Die Untersuchung »sozial-ökologischer Modernisierungskonflikte« eröffnet also Wissenszugänge und mögliche politische Schlussfolgerungen für die kommenden »sozial-ökologischen Transformationskonflikte«. Um kurz bei einer Begriffsfrage innezuhalten: Von »sozial-ökologischen Transformationskonflikten« zu sprechen, sofern diese sich auf Auseinandersetzungen beziehen, die durch »ökologische Modernisierung« hervorgerufen werden, zieht Probleme der Unschärfe auf sich. Nicht umsonst gibt es Kritik an einem inflationären Transformationsbegriff, dem es an Unterscheidung entlang von Reichweite des Umbaus und Veränderungstiefe mangelt.

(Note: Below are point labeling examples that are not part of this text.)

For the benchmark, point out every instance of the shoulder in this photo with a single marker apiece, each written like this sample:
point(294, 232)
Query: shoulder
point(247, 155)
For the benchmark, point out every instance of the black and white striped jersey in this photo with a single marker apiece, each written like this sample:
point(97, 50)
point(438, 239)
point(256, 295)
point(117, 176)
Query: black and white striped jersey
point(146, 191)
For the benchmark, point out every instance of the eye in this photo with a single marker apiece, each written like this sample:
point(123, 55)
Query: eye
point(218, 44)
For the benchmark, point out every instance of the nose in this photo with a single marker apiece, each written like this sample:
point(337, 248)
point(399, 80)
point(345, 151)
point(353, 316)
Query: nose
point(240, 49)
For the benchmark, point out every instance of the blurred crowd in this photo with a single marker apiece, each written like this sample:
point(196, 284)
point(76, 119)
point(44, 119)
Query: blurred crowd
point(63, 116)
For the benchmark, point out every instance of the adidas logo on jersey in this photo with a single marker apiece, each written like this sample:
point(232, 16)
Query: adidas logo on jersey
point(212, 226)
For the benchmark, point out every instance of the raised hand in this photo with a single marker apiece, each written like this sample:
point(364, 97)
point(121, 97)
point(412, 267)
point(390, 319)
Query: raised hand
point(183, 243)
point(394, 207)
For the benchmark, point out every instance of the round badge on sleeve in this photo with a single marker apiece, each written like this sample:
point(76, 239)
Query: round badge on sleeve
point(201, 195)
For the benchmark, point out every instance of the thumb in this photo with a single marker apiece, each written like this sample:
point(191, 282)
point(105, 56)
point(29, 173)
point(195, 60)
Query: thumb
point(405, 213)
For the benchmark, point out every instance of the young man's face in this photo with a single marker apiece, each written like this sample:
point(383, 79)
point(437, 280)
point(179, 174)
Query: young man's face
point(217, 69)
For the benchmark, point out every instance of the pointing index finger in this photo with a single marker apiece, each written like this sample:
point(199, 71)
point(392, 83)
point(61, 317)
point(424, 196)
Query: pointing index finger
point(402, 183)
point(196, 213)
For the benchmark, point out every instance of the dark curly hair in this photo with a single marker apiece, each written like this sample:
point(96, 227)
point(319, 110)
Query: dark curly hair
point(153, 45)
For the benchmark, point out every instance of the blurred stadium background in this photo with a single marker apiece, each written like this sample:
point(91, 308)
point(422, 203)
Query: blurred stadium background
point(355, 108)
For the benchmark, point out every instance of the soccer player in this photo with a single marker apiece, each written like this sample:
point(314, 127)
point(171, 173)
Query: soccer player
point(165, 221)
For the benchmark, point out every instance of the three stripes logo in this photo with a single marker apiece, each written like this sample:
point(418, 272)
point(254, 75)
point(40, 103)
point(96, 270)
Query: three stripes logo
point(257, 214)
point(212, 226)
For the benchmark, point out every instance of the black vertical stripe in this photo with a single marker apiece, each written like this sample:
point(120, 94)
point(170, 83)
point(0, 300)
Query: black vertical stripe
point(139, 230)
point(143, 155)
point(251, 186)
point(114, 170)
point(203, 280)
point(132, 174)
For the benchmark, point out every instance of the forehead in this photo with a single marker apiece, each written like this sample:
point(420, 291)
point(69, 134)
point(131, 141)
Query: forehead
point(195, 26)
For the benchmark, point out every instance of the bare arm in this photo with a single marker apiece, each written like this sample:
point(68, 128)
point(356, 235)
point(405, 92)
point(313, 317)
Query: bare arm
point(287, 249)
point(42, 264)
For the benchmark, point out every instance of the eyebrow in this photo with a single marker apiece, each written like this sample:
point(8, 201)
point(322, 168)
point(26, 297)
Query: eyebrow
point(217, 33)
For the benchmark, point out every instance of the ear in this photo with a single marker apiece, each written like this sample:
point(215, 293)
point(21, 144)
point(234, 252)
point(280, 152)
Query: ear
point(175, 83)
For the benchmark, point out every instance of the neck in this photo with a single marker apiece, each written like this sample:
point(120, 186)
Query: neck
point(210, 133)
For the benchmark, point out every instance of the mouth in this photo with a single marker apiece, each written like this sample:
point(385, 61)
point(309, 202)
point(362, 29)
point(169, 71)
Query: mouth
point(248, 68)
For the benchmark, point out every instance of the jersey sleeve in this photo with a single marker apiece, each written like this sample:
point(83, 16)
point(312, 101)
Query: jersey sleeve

Natürlich ist eine schlichte Trennung von »Transformation hier - Modernisierung da« ebenfalls nicht sinnvoll, kommt es doch auf Kräfteverhältnisse und Gelegenheiten an, das Noch-zu-kurz-Greifende über sich selbst und damit über seine Begrenztheit hinauszutreiben; insofern schlummert in der Modernisierung immer auch die Transformation.

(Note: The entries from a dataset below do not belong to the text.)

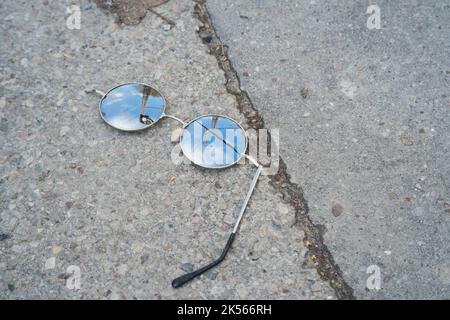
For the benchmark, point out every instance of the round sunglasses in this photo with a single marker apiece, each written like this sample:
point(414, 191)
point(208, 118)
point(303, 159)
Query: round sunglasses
point(210, 141)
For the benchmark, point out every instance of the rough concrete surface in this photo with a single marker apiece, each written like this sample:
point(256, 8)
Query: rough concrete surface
point(364, 119)
point(77, 195)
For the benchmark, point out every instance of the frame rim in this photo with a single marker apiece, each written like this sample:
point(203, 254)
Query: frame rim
point(218, 115)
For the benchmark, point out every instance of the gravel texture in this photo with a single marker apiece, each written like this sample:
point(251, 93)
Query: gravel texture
point(77, 195)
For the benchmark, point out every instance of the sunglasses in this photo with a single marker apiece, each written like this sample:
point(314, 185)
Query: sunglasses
point(209, 141)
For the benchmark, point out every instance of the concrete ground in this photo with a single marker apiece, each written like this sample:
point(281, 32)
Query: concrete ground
point(364, 119)
point(90, 212)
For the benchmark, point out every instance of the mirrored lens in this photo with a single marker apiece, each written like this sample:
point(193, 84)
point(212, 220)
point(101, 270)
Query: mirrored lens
point(213, 141)
point(132, 107)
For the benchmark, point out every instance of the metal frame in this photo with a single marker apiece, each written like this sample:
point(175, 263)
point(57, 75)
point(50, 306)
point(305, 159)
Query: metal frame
point(178, 282)
point(163, 114)
point(222, 116)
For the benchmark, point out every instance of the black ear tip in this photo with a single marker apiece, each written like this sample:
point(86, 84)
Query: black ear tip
point(176, 284)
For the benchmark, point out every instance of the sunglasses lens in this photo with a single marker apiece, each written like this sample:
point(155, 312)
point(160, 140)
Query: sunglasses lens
point(132, 107)
point(213, 141)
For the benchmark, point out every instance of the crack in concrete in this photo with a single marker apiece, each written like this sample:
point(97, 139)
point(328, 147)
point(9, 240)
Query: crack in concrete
point(291, 193)
point(131, 12)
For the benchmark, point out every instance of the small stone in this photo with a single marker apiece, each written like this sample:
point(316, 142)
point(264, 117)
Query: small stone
point(144, 258)
point(50, 263)
point(122, 269)
point(283, 209)
point(73, 245)
point(2, 103)
point(316, 287)
point(64, 130)
point(56, 250)
point(392, 195)
point(337, 209)
point(176, 134)
point(406, 140)
point(304, 92)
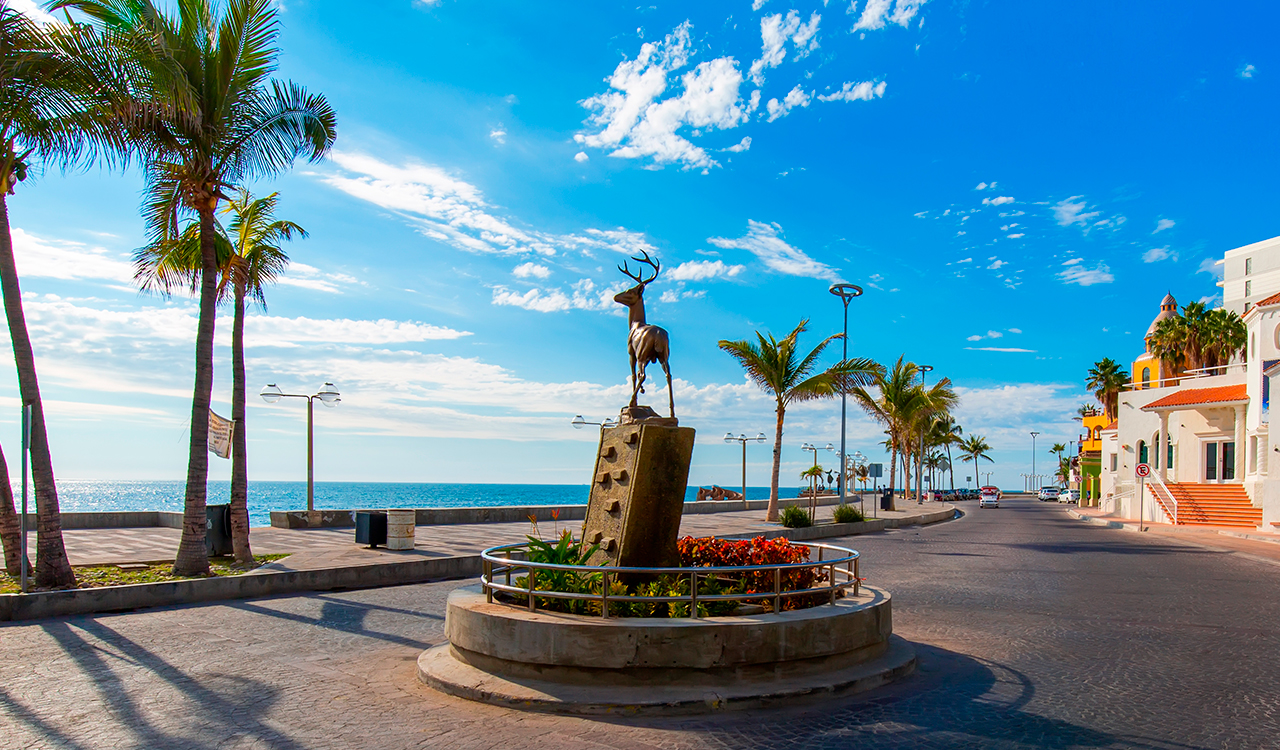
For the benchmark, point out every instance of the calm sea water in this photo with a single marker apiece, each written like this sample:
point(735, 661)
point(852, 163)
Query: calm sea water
point(264, 497)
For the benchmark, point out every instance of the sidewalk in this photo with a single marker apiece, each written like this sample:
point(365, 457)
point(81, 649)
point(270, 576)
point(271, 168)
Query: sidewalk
point(1255, 544)
point(323, 548)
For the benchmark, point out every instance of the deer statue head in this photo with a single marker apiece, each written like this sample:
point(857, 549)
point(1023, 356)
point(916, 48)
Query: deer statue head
point(635, 295)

Am Beispiel der im »Prokla«-Editorial vorgeschlagenen Typologisierung von Transformationskonflikten lässt sich das Motiv für den hier formulierten (eher nebensächlichen) Einwand aber deutlich machen: Dort werden »der Charakter und die Richtung der Konflikte« als ein Kriterium der Unterscheidung von »Transformationskonflikten« genannt, also die Frage danach, ob sich in ihnen »herrschende soziale Verhältnisse über ihre Veränderung stabilisieren« oder ob sie »transformatives Potenzial« haben bzw. »den Horizont für grundlegende Veränderungen« öffnen. Wenn diese Unterscheidung von Modernisierung und Transformation richtig ist, dann doch auch bei der Analyse der damit einhergehenden Konflikte - und also auch bei der Begriffsbildung.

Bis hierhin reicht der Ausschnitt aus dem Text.